O tão falado “pacto social” é a essência da linha política que Lula promete seguir para consolidar as suas ações. Consiste na união entre esferas do poder público, iniciativa privada, ONGs e demais setores nas tomadas de decisão. Isso não deve significar, porém, que o governo federal vá repassar suas obrigações, como garante a cientista política Maria Vitória Benevides, que participou do programa de governo de Lula. “Mesmo firmando parcerias com a iniciativa privada, o Estado, que deve ser forte e democrático, não vai abdicar de suas responsabilidades”, avalia. Deixar algumas ações sob cuidados exclusivos de organizações não-governamentais pode fragilizar os programas. Para Valeriano Costa, é o caso do programa Comunidade Solidária, que, segundo ele, tem pouco impacto porque ficou a cargo da sociedade civil. “Nos EUA, por exemplo, muitos programas ficam nas mãos das ONGs e não são assumidos pelo Estado, que generaliza e deixa carentes alguns setores excluídos da sociedade.” Essencial, segundo o cientista, é que o governo monte programas amplos e com estruturas sólidas o suficiente para resistir a várias gestões, de diferentes partidos e linhas ideológicas. É o caso, por exemplo, do SUS (Sistema Único de Saúde). Mesmo com necessidade de ajustes, o projeto – que vai ser mantido, segundo o programa de Lula – é bom e tem estrutura sólida.

A maioria dos projetos sociais previstos no plano de Lula – grande parte elaborada pelo Instituto Cidadania, ligado ao PT – já foi implantada por prefeituras petistas e depois nacionalizados ou copiados por administrações de outros partidos. É o caso dos já citados Renda Mínima, Bolsa-Escola e Saúde da Família. Esse último, atualmente, conta com 15 mil equipes e atende 50 milhões de pessoas. A meta de Lula é dobrar o número de equipes em até três anos e, no quarto ano, atingir 120 milhões de brasileiros. No plano de Lula, a proposta é adaptar os programas às diversas regiões, respeitando as características típicas de cada município. O novo governo não planeja criar mais projetos, apenas ajustar e ampliar os já existentes. A exceção é o Fome Zero, de caráter emergencial, que tem o objetivo de erradicar a miséria. O programa, também obra do Instituto da Cidadania, será mantido pelo Fundo Especial de Combate à Fome, subordinado a um Ministério Extraodinário, que vai substituir o atual Conselho Nacional de Segurança Alimentar, criado em 1993. O Fome Zero prevê ainda a criação do Programa de Alimentação do Trabalhador, a ampliação dos restaurantes populares e dos bancos de alimentos, a volta do Instituto de Alimentação e Nutrição do Ministério da Saúde – extinto em 1997 – e a implantação do Programa Nacional de Alimentação Escolar. A verba, advinda de outras fontes além da doação em troca de incentivos fiscais, está estimada em R$ 1 bilhão anual.

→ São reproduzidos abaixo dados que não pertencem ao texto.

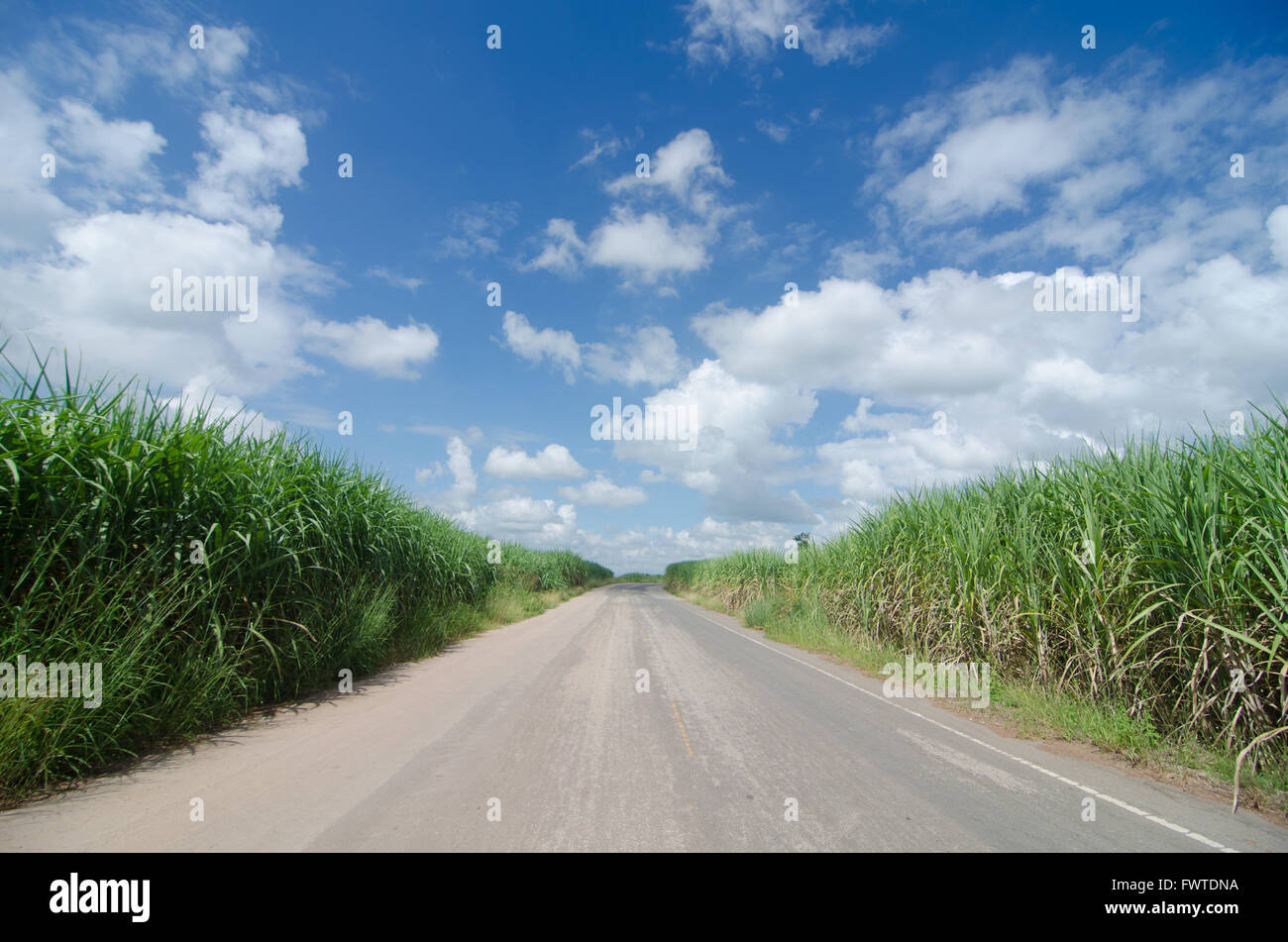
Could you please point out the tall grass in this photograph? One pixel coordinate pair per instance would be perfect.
(307, 565)
(1153, 576)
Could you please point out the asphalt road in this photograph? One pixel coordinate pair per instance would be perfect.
(536, 738)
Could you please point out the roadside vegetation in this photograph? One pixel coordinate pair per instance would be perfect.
(211, 572)
(1132, 597)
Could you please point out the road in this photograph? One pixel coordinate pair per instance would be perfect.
(536, 738)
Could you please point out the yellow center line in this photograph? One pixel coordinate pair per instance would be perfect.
(684, 732)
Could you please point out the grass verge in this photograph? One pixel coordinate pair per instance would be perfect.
(192, 572)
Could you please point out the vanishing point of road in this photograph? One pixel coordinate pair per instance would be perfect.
(539, 736)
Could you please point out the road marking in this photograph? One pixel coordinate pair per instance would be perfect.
(1120, 803)
(684, 732)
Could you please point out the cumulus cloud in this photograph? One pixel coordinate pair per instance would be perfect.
(398, 280)
(370, 344)
(648, 246)
(648, 354)
(601, 491)
(252, 155)
(720, 30)
(477, 229)
(550, 464)
(546, 344)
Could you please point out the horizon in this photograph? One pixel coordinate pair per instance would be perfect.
(835, 262)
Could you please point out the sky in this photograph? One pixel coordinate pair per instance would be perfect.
(810, 233)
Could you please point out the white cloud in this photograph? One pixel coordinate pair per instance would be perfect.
(774, 132)
(540, 524)
(552, 463)
(601, 491)
(114, 152)
(200, 398)
(647, 356)
(558, 347)
(562, 251)
(394, 278)
(254, 155)
(648, 248)
(687, 167)
(370, 344)
(720, 30)
(477, 229)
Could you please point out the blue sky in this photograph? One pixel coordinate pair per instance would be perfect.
(910, 353)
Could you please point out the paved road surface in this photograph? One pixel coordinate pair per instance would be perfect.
(541, 722)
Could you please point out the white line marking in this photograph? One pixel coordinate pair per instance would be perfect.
(1113, 800)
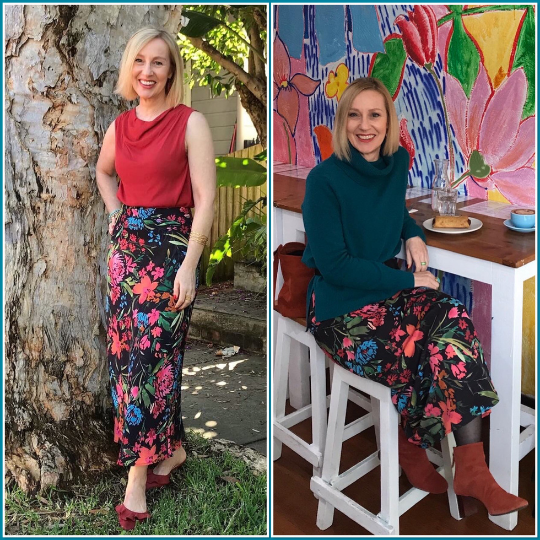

É evidente que nem tudo será tão simples como descrito no plano de governo. É preciso contar com muitas dificuldades, como orçamento apertado, lobbies e interesses políticos divergentes. Além disso, as reformas da Previdência e tributária são imprescindíveis à viabilização dos projetos mais amplos. A sociedade, porém, nutre muita expectativa para a área social da gestão Lula. Para Valeriano, “todos esperam que a grande mudança venha do social. Na economia, por exemplo, o governo pode até ficar na defensiva, mas no social não dá, seria até irônico o PT falhar nesse setor. É um grande desafio, mas o novo governo tem obrigação de tentar, ousar, enfrentar e gastar muita energia nisso.” Maria Vitória Benevides promete: “O princípio que permeia todo o plano é a prioridade para o social, sobretudo no esforço urgente para a geração de empregos. Vamos acabar com critérios políticos para o repasse dos recursos, que, inclusive, serão fixos, jamais negociáveis. ” É esperar para ver e, obviamente, cobrar.